De vertegenwoordiger van de officier van justitie heeft ter zitting aangevoerd dat zij van mening is dat de gedraging kan worden vastgesteld. De verklaring van de verbalisant is voldoende duidelijk, en in lijn van een arrest van het Gerechtshof Arnhem-Leeuwarden van 28 februari 2020 (vindplaats: ECLI:NL:GHARL:2020:1803) mag ook in deze zaak worden aangenomen dat – nu de verbalisant fysiek aanwezig is geweest – de aanwezige bebording is gecontroleerd en dat op basis daarvan vastgesteld is dat betrokkene de gedraging heeft verricht.
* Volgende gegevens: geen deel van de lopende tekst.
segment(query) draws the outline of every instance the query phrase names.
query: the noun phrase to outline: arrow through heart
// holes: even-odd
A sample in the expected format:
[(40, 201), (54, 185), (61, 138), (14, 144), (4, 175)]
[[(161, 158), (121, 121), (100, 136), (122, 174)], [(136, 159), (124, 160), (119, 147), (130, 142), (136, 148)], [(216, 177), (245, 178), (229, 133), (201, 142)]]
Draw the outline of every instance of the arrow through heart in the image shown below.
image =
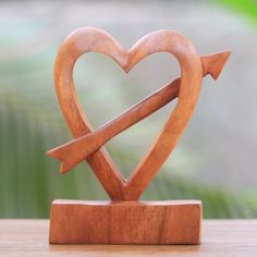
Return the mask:
[[(167, 51), (174, 54), (180, 62), (182, 76), (158, 89), (111, 122), (91, 131), (78, 105), (72, 77), (75, 61), (87, 51), (110, 56), (125, 72), (128, 72), (146, 56)], [(199, 57), (188, 39), (172, 30), (151, 33), (138, 40), (128, 52), (123, 50), (114, 38), (100, 29), (76, 30), (60, 48), (54, 68), (54, 84), (59, 102), (75, 139), (47, 154), (61, 160), (61, 173), (68, 172), (86, 159), (112, 200), (138, 199), (185, 128), (198, 98), (201, 77), (210, 74), (216, 79), (229, 56), (230, 51), (223, 51)], [(162, 132), (126, 181), (113, 166), (102, 146), (176, 97), (179, 97), (178, 105)]]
De kantonrechter is echter van oordeel dat er na ontvangst van het eerste beroepschrift, waarin betrokkene dezelfde, verkorte weergave van het gebeurde heeft gegeven als in het beroepschrift aan de kantonrechter, voldoende aanleiding was om bij de verbalisant een reactie op te vragen. Dit is met name van belang nu op de door verbalisant aangegeven locatie van overtreding, “Schiphol Boulevard thv WTC gebouwd, Schiphol” er een gedeelte is waar bord E2 wel geldt, en een gedeelte waar dat bord niet geldt, en de precieze plek van stilstaan door betrokkene daarom cruciaal is om te beoordelen of de gedraging is verricht. Doordat er geen aanvullende informatie van de verbalisant in het dossier opgenomen is, staat de gedraging niet vast. De kantonrechter ziet op dit moment in de procedure ook geen aanleiding meer om de officier van justitie in de gelegenheid te stellen om de verbalisant om nadere informatie te vragen. De boete is dan ook ten onrechte opgelegd. Het beroep is daarom gegrond. De beschikking waarbij de boete is opgelegd en de beslissing van officier van justitie zullen worden vernietigd.

De uitspraak

De kantonrechter:
‒ verklaart het beroep gegrond;
‒ vernietigt de beslissing van de officier van justitie en de beschikking waarbij de
boete is opgelegd;
‒ bepaalt dat de officier van justitie het bedrag dat betrokkene als zekerheidstelling heeft betaald, aan betrokkene terugbetaalt.
Deze uitspraak is gedaan door mr. M.P.E. Oomens, kantonrechter, bijgestaan door de griffier, en in het openbaar uitgesproken.
De griffier De kantonrechter
Tegen deze uitspraak kan op grond van artikel 14 WAHV hoger beroep worden ingesteld bij het gerechtshof Arnhem-Leeuwarden, binnen 6 weken na de hieronder vermelde dag van toezending. Hoger beroep is in beginsel alleen mogelijk als de boete in de uitspraak is bepaald op een bedrag van meer dan € 110,00. Het beroepschrift moet worden verzonden aan de afdeling Kanton van de rechtbank Noord-Holland, Postbus 251, 1800 BG Alkmaar. De wet gaat uit van een geheel schriftelijke procedure in hoger beroep, tenzij door u bij het beroepschrift uitdrukkelijk om een mondelinge behandeling van de zaak is verzocht.
Het instellen van hoger beroep per e-mail is niet mogelijk.